A VAT Slammed By Retailers

Today, the National Retail Federation released a study by Ernst & Young and Tax Policy Advisers that analyzes a 10.3% narrowly based “add-on” value added tax to reduce the deficit by 2% of GDP. It estimated a $2.5 trillion reduction in retail spending over the next decade and an initial loss of 850,000 of which 700,000 would be lost permanently. That’s the kind of scary analysis you want if you want to kill a proposal. I would note that any federal tax increase of 2% of GDP would have similar results, although with less impact on the retail sector.

The study is very well done, and two of its authors are good professional friends from when they worked at Treasury and CBO. Unlike many authors, they discuss the shortcomings of their model and they build in a lot of real world experience, particularly in their examination of VATs around the world. They show how compliance is a big problem, how much a VAT would hit the poor and the middle class, and how VAT rates rise over time. I would have liked some discussion of how difficult it will be to transition from our tax system to a VAT, but that issue will be thoroughly addressed before one is ever adopted here. There’s a lot to be learned by reading this study.

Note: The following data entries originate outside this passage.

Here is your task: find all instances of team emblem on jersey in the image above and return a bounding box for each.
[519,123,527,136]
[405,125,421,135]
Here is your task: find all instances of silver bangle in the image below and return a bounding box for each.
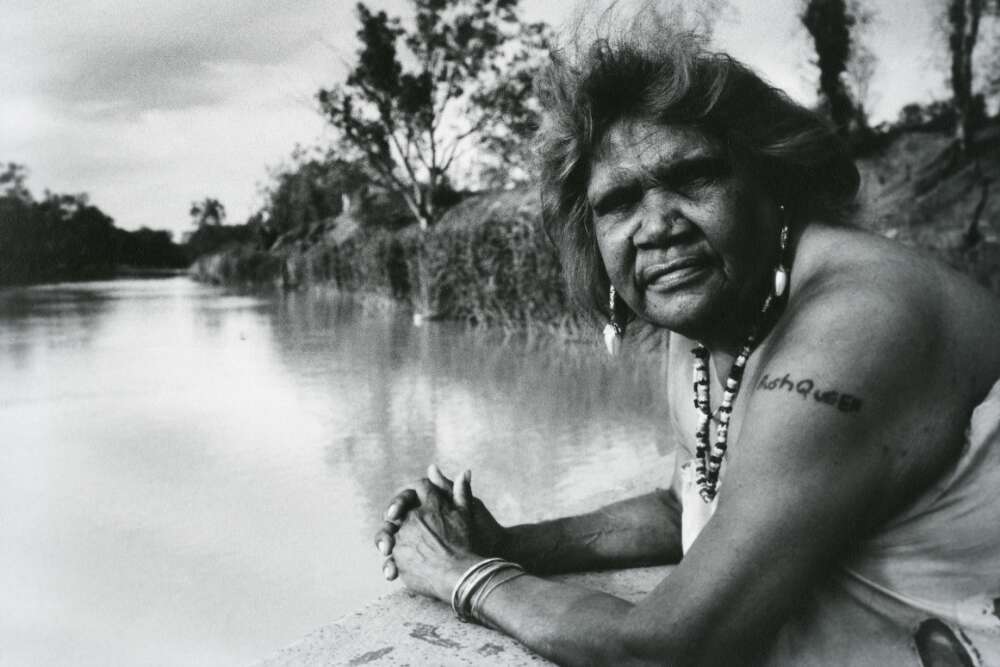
[469,563,527,625]
[451,558,525,623]
[451,558,503,620]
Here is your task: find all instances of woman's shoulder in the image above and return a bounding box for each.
[781,225,1000,408]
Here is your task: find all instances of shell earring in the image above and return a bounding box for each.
[774,204,788,297]
[604,285,624,357]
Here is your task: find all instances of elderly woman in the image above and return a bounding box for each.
[376,32,1000,665]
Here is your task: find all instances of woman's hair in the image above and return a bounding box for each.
[536,33,860,324]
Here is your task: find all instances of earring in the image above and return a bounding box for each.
[604,285,624,357]
[774,204,788,297]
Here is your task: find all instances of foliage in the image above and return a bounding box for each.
[189,197,226,227]
[0,163,187,284]
[800,0,861,137]
[318,0,547,228]
[945,0,1000,151]
[184,223,258,261]
[260,147,370,243]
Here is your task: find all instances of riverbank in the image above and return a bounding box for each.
[257,455,674,667]
[191,125,1000,338]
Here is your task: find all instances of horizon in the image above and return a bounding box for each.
[0,0,947,240]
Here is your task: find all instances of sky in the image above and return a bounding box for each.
[0,0,946,238]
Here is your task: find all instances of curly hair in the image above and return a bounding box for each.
[536,34,860,326]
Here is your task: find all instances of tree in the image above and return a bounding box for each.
[188,197,226,228]
[318,0,547,229]
[801,0,858,137]
[947,0,1000,152]
[0,162,32,203]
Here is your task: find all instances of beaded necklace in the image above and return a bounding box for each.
[691,294,774,503]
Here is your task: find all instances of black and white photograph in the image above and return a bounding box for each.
[0,0,1000,667]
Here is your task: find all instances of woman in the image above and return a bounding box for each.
[376,32,1000,665]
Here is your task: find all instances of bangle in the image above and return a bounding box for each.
[469,563,527,625]
[451,558,503,621]
[451,558,525,623]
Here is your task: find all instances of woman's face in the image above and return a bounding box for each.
[587,120,778,340]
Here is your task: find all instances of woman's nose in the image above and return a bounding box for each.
[632,193,680,248]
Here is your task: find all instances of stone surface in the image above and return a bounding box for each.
[259,567,670,667]
[259,455,673,667]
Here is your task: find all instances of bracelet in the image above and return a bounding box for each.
[451,558,503,621]
[451,558,525,623]
[469,563,527,625]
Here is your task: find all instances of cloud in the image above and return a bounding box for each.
[0,0,353,116]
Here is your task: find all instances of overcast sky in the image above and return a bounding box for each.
[0,0,945,235]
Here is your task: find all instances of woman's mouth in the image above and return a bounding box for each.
[639,257,709,292]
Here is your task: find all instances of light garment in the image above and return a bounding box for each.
[680,381,1000,667]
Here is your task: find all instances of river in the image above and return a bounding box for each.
[0,278,669,665]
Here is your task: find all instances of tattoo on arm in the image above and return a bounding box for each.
[755,373,862,412]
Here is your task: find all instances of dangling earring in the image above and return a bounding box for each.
[604,285,624,357]
[774,204,788,297]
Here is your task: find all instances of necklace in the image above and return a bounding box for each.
[691,294,773,503]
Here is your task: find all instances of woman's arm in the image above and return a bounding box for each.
[375,462,681,579]
[499,489,681,574]
[397,284,961,665]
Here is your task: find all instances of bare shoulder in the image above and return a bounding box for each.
[740,224,1000,516]
[768,226,1000,405]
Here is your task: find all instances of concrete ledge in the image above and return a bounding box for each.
[259,566,672,667]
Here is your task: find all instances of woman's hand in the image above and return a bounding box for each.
[375,464,508,581]
[391,473,481,602]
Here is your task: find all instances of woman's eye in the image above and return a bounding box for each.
[594,188,642,216]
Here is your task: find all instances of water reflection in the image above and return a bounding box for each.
[0,280,668,665]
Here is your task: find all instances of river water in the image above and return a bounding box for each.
[0,278,669,665]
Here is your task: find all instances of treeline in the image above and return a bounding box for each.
[191,0,1000,328]
[0,163,191,285]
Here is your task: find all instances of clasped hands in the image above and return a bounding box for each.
[375,464,507,601]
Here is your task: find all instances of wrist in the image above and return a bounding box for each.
[434,554,483,604]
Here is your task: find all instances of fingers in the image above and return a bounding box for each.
[375,521,399,556]
[382,556,399,581]
[413,477,445,505]
[427,463,454,493]
[385,489,420,523]
[455,470,472,509]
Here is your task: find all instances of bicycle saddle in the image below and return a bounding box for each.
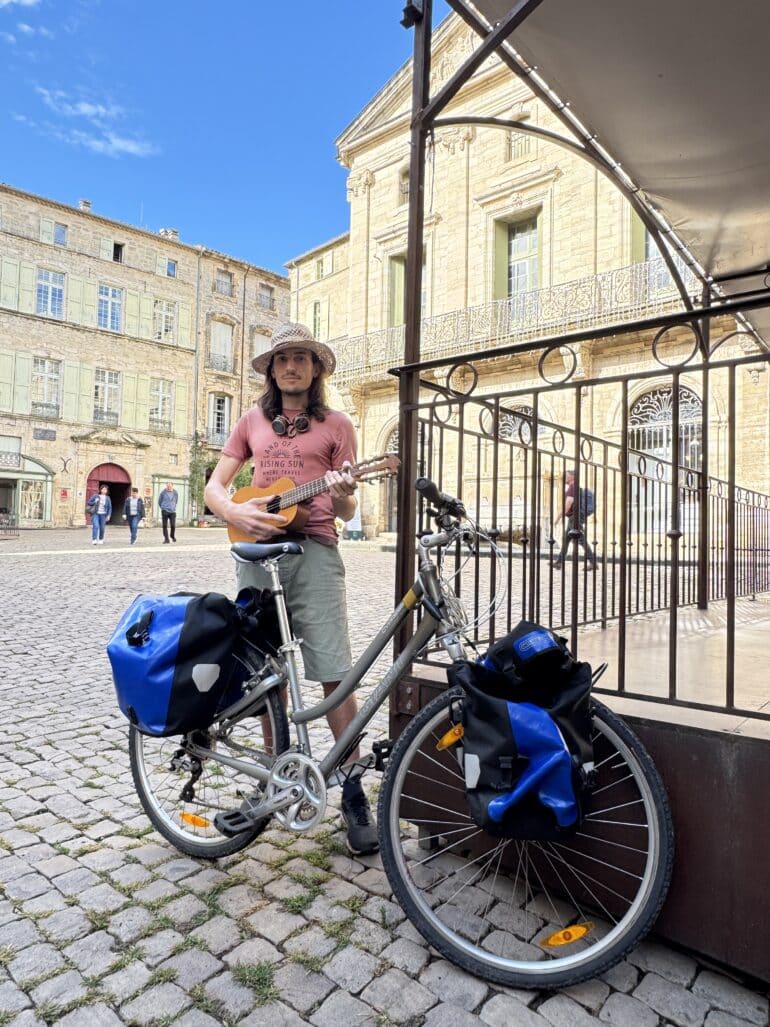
[230,542,305,564]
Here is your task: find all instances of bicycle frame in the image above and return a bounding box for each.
[183,532,464,784]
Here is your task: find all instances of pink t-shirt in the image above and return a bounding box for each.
[222,407,355,545]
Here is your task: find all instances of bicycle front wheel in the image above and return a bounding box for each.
[128,690,290,860]
[379,689,673,988]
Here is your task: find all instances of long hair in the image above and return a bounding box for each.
[257,353,329,421]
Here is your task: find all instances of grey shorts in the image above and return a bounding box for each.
[236,539,351,681]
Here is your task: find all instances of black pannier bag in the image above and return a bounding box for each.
[448,621,593,841]
[107,588,280,736]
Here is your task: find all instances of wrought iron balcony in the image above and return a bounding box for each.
[32,403,62,420]
[206,352,233,375]
[93,407,118,428]
[332,257,700,384]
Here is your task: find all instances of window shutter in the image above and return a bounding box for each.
[0,353,14,411]
[78,365,94,424]
[40,218,53,244]
[13,353,32,414]
[136,375,150,430]
[120,371,137,428]
[178,303,194,349]
[174,382,188,435]
[62,360,80,421]
[0,257,18,310]
[18,264,37,314]
[139,293,153,339]
[67,275,83,325]
[80,281,99,328]
[125,289,139,338]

About Pete Davis 99 Articles

Affiliation: Davis Capital Investment Ideas

Pete Davis advises Wall Street money managers on Washington policy developments that affect the financial markets. President of his own consulting firm since 1992, Davis Capital Investment Ideas, he draws on 11 years of experience as a Capitol Hill economist with the Joint Committee on Taxation (1974-1981), the Senate Budget Committee (1981-1983), and Senator Robert C. Byrd (1992). He worked in the House and Senate, and for Republicans and Democrats.

Davis brought the first computer policy model, the Treasury Individual Income Tax Model, to Capitol Hill in early 1974, when he became a revenue estimator on the Joint Committee on Taxation. He formulated the 1975 rebate, the earned income tax credit, the 1976 estate tax rates, the 1978 marginal tax rates, and the Roth-Kemp tax cut. He left Capitol Hill in 1983 for the Washington Research Office of Prudential-Bache Securities, where he advised investors for seven years.

Davis has long written a newsletter on the Washington-Wall Street connection for his clients; Capital Gains and Games is his first foray into the blogosphere.

Visit: Capital Gains and Games

1 Comment on A VAT Slammed By Retailers

  1. E&Y is wrong to assume an “ADD-ON” for VAT. Makes the conclusion obvious — increasing prices by 10% results in less consumer purchases.

    NO advocate of VAT would encourage introducing an “add-on” tax while the economy is so vulnerable. In fact, as Canada did, and Japan before her, it should be introduced with a tax cut! Later, after all practical spending cuts are made, if we still have to raise taxes, better a consumption tax than an increase in income taxes.

    But a strong argument can be made for VAT as a “revenue neutral” replacement for other taxes, i.e., the Corporate Income Tax. It would be stimulative, eliminate a major competitive disadvantage in world trade, incentivize the return of U.S. multinationals’ capital parked abroad, eliminate double-taxation of dividends. A broad-based VAT with no tax preferences would end lobbying for loopholes.